Coxsey was mainly active in competition climbing and has participated in several international competitions in bouldering. She has won the British Bouldering Championships on multiple occasions. In 2012, she won the 9th edition of the Melloblocco and placed 2nd in the World Cup stages in Log-Dragomer and Innsbruck. She finished third in the 2012 Bouldering World Cup. In 2013, she cleanly ascended her first problem graded when she climbed Nuthin' But Sunshine in Rocky Mountain National Park. In November, she was appointed one of the UK's first British Mountaineering Council Ambassadors.

In 2014, Coxsey placed second overall in the IFSC Bouldering World Cup, and fourth at the Bouldering World Championships in Munich. The same year, she became the third woman ever to boulder when she topped New Base Line in Magic Wood near the Swiss town of Chur. In 2015, she won the British Bouldering Championships in Sheffield and took first place at the Bouldering World Cup in Munich.

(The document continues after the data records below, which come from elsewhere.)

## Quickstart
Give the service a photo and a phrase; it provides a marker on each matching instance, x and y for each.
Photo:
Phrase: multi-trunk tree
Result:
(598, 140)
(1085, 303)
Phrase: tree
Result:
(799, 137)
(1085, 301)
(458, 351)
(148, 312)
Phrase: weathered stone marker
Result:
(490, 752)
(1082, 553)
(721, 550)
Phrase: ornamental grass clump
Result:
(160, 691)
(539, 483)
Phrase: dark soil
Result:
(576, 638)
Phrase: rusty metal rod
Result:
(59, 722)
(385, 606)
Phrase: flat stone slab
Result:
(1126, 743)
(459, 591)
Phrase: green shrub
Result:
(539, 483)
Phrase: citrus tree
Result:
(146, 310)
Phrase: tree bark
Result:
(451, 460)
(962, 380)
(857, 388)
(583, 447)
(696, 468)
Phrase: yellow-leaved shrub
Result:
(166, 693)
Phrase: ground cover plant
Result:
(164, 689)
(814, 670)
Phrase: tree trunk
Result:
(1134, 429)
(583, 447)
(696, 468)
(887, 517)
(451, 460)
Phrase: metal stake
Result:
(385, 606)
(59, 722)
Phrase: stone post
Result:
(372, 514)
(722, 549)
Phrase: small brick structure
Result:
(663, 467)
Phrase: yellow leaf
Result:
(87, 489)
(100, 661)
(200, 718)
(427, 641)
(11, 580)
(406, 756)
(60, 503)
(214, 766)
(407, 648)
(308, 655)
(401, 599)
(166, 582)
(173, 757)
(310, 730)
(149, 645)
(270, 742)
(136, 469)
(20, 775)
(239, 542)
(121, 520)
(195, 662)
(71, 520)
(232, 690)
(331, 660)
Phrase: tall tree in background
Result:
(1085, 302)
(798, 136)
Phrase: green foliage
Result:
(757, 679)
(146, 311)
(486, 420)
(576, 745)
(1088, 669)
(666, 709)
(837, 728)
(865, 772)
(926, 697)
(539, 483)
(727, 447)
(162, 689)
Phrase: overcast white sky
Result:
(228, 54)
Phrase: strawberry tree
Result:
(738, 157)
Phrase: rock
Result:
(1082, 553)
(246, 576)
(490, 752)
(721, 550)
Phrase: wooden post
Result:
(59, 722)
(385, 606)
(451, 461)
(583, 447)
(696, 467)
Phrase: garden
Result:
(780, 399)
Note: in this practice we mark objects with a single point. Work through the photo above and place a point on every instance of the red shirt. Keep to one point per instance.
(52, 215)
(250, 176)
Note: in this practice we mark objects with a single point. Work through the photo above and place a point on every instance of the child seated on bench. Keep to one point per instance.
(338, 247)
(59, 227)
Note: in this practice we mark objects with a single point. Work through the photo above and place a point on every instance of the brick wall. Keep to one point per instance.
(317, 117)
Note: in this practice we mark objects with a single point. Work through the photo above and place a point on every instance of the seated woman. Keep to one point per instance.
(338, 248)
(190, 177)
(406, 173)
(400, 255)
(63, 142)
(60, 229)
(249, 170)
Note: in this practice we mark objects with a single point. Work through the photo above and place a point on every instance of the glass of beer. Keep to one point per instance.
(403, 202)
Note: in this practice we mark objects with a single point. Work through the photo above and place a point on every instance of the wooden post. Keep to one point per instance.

In late 2016, Coxsey suffered a shoulder injury which prevented her from competing in that year's Bouldering World Championships, despite topping the overall rankings in the Bouldering World Cup. She won four IFSC Climbing World Cups in Meiringen (SUI), Kazo (JPN), Innsbruck (AUT) and Sheffield (UK). At the World Cup in Munich (GER) she placed second. In 2017, she again won four Bouldering World Cup stages, in Meiringen (SUI), Kazo (JPN), Mumbai (IND) and Vail (USA). In Munich (GER) she again placed second and secured the overall 2017 title. Despite being primarily a boulderer, she began training in lead and speed as part of her bid for the 2020 Olympics, which would feature rockclimbing for the first time as a combined discipline.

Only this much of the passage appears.